Ici, tout commence par des notes, laissées par Alfred Luginbühl à ses enfants après sa mort. Par un heureux hasard, les enfants rencontrent Pierre Béguin et lui confient les notes de leur père. À partir de ces notes, Béguin va écrire l'épopée d'Alfred Luginbühl, enfant naturel abandonné à une famille du bord du lac de Thoune, adolescent fugueur, puis lieutenant dans l'armée suisse, avant de déserter, en 1942, pour aller s'engager dans les SS allemandes afin de « combattre le bolchévisme ».
Le roman alterne les chapitres retraçant l'enfance de Lugenbühl, une enfance fracassée, digne de Dickens, solitaire, révoltée, malheureuse, et les chapitres à proprement parler guerriers. Car Au Nom du feu est un roman de guerre. La Seconde guerre mondiale y est décrite dans ses moindres détails, avec ses transhumances, ses massacres, la misère qui gagne peu à peu toute l'Europe à feu et à sang, la faim, la soif, tous les expédients qu'on invente pour survivre. Dans ces passages relatifs à la guerre, Pierre Béguin impressionne par son sens du détail, du récit épique, de l'odyssée guerrière.
À peine incorporé dans l'armée allemande, Luginbühl est envoyé en Carélie, tout au nord de l'Europe (aujourd'hui la Finlande). Il affrontera des conditions inhumaines pour défendre une ligne de front de plus en plus imaginaire. Et les alliances finiront par se renverser quand l'URSS de Staline signera un accord avec la Finlande. Les ennemis d'hier deviennent les alliés d'aujourd'hui et les Finlandais, qui étaient du côté de l'Allemagne nazie, passent sur l'autre bord ! Des tels renversements, le roman de Béguin en fourmille : il démontre avec brio l'absurdité de la guerre, la versatilité des dirigeants qui l'ont enclenchée et le mépris pour des hommes envoyés à l'abattoir pour rien. Là encore, Béguin déploie une grande maîtrise du récit, basé sur une immense documentation et les notes d'Alfred Lugenbühl. On est saisi par la force et la variété des descriptions, le talent véritablement épique de l'écrivain.
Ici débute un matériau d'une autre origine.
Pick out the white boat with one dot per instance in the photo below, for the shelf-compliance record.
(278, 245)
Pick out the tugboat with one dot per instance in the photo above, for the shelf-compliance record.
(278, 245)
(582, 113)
Une enfance fracassée, une adolescence passée en maison de correction (formidable description des Croisettes, sur les hauts de Lausanne, véritable prison pour adolescents « difficiles »), puis la guerre en Carélie, puis les blessures, les évasions rocambolesques (pour la dernière, Luginbühl se cache dans un cercueil!) et enfin le retour en Suisse, comme Ulysse retrouve Ithaque après son odyssée.
« J'étais bien conscient de n'avoir eu de cesse de me chercher une famille. À cet instant, je compris avec une absolue certitude où se trouvait la mienne. (…) Tant d'années, tant de combats, tant d'épreuves et de souffrances pour arriver à cette simple évidence : si je n'avais pas été en guerre contre moi, jamais je n'aurais même songé à faire la guerre, sur le front russe ou ailleurs. »
Avec Au Nom du feu, roman étourdissant, Pierre Béguin ne nous donne pas seulement un bon livre, mais un grand livre. Qu'on se le dise !
* Pierre Béguin, Au Nom du feu, Bernard Campiche éditeur, 2022.